Jueces 7:2

Y Jehová dijo á Gedeón: El pueblo que está contigo es mucho para que yo dé á los Madianitas en su mano: porque no se alabe Israel contra mí, diciendo: Mi mano me ha salvado.

Referencia cruzada

En Deuteronomio 32:27, Dios evita de manera similar dar a los enemigos motivo para jactarse, haciendo eco de la misma preocupación sobre la gloria humana atribuyéndose el mérito.

En Santiago 4:6, Dios se opone a los soberbios — la misma razón por la que Dios redujo el ejército de Gedeón: para evitar que Israel se jactara en su propia fuerza.

Efesios 2:9 Paralelo

Efesios 2:9 dice que la salvación no es por obras para que nadie se jacte — el mismo principio de excluir el orgullo humano que se encuentra en Jueces 7:2.

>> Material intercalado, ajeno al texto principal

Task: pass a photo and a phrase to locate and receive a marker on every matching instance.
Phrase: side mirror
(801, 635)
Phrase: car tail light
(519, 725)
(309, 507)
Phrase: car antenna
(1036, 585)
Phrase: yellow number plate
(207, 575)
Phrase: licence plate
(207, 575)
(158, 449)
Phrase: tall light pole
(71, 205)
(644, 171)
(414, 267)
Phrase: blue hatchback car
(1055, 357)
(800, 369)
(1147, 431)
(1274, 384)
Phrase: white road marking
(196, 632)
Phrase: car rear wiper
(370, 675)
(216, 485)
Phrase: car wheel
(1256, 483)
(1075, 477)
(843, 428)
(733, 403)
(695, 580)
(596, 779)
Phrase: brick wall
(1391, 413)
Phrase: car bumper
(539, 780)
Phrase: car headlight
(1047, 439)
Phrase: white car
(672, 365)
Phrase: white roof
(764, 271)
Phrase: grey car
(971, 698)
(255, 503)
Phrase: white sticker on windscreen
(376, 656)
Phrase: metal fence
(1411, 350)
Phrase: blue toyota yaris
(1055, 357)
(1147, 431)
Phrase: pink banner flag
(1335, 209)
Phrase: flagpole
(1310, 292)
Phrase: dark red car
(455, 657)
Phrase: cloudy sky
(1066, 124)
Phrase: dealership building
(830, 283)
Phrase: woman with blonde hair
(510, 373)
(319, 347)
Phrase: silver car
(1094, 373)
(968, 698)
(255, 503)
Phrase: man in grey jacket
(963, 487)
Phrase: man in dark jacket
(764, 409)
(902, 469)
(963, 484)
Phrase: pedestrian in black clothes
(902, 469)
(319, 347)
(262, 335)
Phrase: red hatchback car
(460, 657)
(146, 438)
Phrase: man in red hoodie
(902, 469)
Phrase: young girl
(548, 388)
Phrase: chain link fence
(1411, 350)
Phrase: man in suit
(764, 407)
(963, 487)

En 2 Corintios 10:4, Pablo enfatiza que la guerra espiritual depende del poder divino, no de la fuerza humana — reflejando la preocupación de Dios de que Israel no se jacte en su propio poder.

En 2 Corintios 4:7, Dios usa vasos frágiles para mostrar Su poder, no la fuerza humana — haciendo eco del propósito aquí.

En 1 Corintios 2:5, el objetivo es que la fe descanse en el poder de Dios, no en la habilidad humana — exactamente por eso Dios redujo el ejército de Gedeón.

1 Corintios 1:29 afirma que Dios elige lo humilde para que nadie se jacte — coincidiendo directamente con la razón para reducir el ejército de Gedeón.

En 1 Corintios 1:27-29, Pablo enseña que Dios escoge lo débil para que nadie se jacte — reflejando directamente el propósito de Dios aquí.

Romanos 3:27 excluye la jactancia en las obras, alineándose con la exclusión de Dios de la jactancia en la fuerza militar en Jueces 7:2.

En Zacarías 4:6, el mismo principio: la victoria no viene por fuerza humana sino por el Espíritu de Dios — paralelo directo a evitar la jactancia aquí.

Daniel 4:30 Contraste

En Daniel 4:30, Nabucodonosor se jacta en su propio poder — la misma actitud que Dios previene en Jueces 7:2 al reducir el ejército de Israel.

Jeremías 9:23 prohíbe jactarse en sabiduría, poder o riquezas — exactamente el tipo de autosuficiencia que Dios quería evitar en la victoria de Gedeón.

Isaías 2:17 repite el tema de humillar la arrogancia humana para que solo Dios sea exaltado, paralelando directamente el propósito de Jueces 7:2.

Isaías 2:11 declara que el orgullo humano será humillado para que solo Jehová sea exaltado — el mismo principio detrás de reducir el ejército de Gedeón.

En 2 Crónicas 14:11, Asa ora de manera similar — confiando en Dios contra una multitud, reconociendo que la victoria viene de Dios.

En 1 Samuel 14:6, Jonatán repite la misma verdad: Dios puede salvar con muchos o con pocos — confiando en el poder de Dios sobre los números.

En Deuteronomio 8:17, Dios advierte contra decir 'mi poder y la fuerza de mi mano' — la misma jactancia que Dios previene en Jueces 7:2 al reducir el ejército de Israel.

Salmos 33:16 afirma explícitamente que ningún rey se salva por el tamaño del ejército — haciendo eco directamente del principio de que la victoria depende de Dios, no de los números.

1 Corintios 1:25 dice que la debilidad de Dios es más fuerte que la fuerza humana — un paralelo teológico al usar Dios un ejército pequeño para evitar la jactancia humana.

Isaías 10:13 Contraste

En Isaías 10:13, el rey de Asiria se jacta en su propia fuerza — exactamente la actitud que Dios evita que Israel tenga en Jueces 7:2.

En Ezequiel 28:17, el orgullo por la belleza corrompe la sabiduría — paralelo a Dios evitando que Israel se jacte en su propia fuerza en Jueces 7:2.

En Habacuc 1:16, los Caldeos adoran su propio poder militar — similar a la posible jactancia de Israel en su propia fuerza que Dios evita en Jueces 7:2.

En Ezequiel 28:2, el príncipe de Tiro se exalta a sí mismo como dios — un orgullo al que Dios se opone, similar a por qué Dios frustra la posible jactancia de Israel en Jueces 7:2.

En Zacarías 12:7, Dios salva primero al más débil para evitar el orgullo — reflejando la misma preocupación por la jactancia humana vista aquí.